Purpose of the Code (Object)

The code reconnects the app to its seed files—civilizations.csv, events.csv, and sources.csv. These files feed the database with initial data, ensuring the app has something to display. Without them, the app just spins its wheels and looks confused. By linking everything properly, the app can reload cleanly whenever you restart it.

AI Prompt

We will work on the Import.
Creating the link to the correct data seeds:

  • data/seeds/civilizations.csv
  • data/seeds/events.csv
  • data/seeds/sources.csv

Functions & Features

  • Import civilizations, events, and sources from CSV seed files.
  • Ensure the app database initializes with correct data.
  • Reconnect app logic to seed files if paths are broken.

Requirements / Setup

You’ll need:

  • Python 3.11

Installs:

pip install sqlmodel

Minimal Code Sample

import pandas as pd

civs = pd.read_csv(“data/seeds/civilizations.csv”)

events = pd.read_csv(“data/seeds/events.csv”)

sources = pd.read_csv(“data/seeds/sources.csv”)

Reads the seed CSVs into dataframes for use in the app.

The Civilization Timeline Builder

Notes / Lessons Learned

When you hit a problem importing data, the best thing you can do is stay calm and check filenames line by line. My biggest mistake came from an earlier definition error—I had renamed a file, recreated seeds, and left a trail of confusion. AI didn’t make it worse, but long chats with shifting memory meant old names and new names occasionally got tangled. Programming is like that: fragile, literal, unforgiving.

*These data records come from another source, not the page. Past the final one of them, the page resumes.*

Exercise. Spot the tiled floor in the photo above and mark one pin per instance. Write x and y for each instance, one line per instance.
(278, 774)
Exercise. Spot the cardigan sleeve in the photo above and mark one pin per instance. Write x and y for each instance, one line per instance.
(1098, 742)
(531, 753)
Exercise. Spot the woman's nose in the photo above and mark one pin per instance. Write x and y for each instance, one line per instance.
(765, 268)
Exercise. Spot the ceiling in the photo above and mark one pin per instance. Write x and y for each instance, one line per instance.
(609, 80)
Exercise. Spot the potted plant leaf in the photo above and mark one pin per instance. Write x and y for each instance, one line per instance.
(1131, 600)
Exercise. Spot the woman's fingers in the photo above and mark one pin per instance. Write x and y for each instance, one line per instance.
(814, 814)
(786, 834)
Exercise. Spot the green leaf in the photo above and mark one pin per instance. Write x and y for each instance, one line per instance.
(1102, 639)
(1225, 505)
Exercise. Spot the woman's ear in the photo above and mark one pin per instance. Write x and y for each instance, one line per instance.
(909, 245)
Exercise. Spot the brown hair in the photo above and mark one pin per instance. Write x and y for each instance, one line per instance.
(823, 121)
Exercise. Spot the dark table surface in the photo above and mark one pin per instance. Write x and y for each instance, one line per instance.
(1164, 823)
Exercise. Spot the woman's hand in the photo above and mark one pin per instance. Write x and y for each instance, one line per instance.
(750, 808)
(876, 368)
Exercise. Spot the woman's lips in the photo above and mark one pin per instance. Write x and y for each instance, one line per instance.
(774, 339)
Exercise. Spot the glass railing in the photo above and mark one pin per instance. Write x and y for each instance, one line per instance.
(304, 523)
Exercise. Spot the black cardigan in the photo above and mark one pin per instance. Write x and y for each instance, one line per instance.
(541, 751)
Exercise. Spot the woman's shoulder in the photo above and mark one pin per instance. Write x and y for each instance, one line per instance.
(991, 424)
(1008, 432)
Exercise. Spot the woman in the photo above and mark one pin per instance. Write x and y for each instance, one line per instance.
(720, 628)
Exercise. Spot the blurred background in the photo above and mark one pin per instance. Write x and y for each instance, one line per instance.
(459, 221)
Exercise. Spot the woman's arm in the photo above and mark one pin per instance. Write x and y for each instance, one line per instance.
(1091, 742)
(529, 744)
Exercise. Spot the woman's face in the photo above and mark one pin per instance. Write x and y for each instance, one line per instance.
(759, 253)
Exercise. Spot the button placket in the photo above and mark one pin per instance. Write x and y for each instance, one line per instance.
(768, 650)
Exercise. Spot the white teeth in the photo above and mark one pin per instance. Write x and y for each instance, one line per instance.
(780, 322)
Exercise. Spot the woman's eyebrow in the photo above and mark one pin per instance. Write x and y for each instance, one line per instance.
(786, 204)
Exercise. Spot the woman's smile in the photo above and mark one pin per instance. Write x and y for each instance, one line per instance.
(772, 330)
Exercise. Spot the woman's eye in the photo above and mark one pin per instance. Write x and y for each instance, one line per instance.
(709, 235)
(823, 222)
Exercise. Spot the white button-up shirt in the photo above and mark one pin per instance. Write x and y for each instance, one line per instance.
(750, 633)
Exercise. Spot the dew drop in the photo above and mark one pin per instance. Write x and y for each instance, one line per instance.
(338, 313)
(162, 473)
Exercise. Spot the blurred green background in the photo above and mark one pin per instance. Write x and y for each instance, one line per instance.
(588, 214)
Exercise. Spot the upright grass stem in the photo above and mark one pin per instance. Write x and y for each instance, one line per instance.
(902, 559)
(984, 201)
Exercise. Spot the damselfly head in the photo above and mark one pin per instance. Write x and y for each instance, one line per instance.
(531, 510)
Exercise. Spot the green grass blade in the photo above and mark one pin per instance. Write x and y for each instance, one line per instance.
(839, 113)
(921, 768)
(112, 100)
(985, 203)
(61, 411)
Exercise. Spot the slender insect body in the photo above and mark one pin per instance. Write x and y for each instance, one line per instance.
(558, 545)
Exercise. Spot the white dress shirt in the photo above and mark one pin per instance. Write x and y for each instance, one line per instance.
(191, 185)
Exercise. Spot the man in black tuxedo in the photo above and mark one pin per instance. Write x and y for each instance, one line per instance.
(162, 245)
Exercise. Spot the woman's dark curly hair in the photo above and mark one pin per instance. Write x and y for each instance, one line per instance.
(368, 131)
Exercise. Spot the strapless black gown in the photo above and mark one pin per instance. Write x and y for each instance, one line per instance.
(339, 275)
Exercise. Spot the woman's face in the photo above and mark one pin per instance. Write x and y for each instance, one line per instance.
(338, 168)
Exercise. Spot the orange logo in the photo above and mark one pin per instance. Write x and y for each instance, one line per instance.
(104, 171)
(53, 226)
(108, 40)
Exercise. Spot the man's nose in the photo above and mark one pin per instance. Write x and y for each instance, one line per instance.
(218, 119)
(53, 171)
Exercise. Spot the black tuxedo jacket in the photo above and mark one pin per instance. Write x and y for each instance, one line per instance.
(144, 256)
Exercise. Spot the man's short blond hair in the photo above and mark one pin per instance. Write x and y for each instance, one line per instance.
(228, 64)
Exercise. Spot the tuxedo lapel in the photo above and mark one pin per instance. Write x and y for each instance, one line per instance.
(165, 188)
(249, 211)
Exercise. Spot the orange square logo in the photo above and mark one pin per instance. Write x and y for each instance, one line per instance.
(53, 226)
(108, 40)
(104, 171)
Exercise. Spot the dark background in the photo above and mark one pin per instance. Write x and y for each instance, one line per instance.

At one point, I even had the wrong database URL: sqlite:///./data/app.db instead of the correct sqlite:///./data/civ.db. One tiny typo, and the whole app refused to recognize my seeds. Reloading Streamlit without the right database path? A guaranteed disaster.

In the end, a fresh brain helped more than any clever trick. I reconnected the seed files, corrected the database path, and the app sprang back to life. Programming, I’ve realized, is 50% code, 50% precision—and 100% patience.

Optional Ideas for Expansion

  • Add validation scripts to confirm all seed files exist before the app runs.
  • Build a “seed reloader” button in the UI for quick fixes.
  • Let users upload their own seed CSVs to extend the dataset.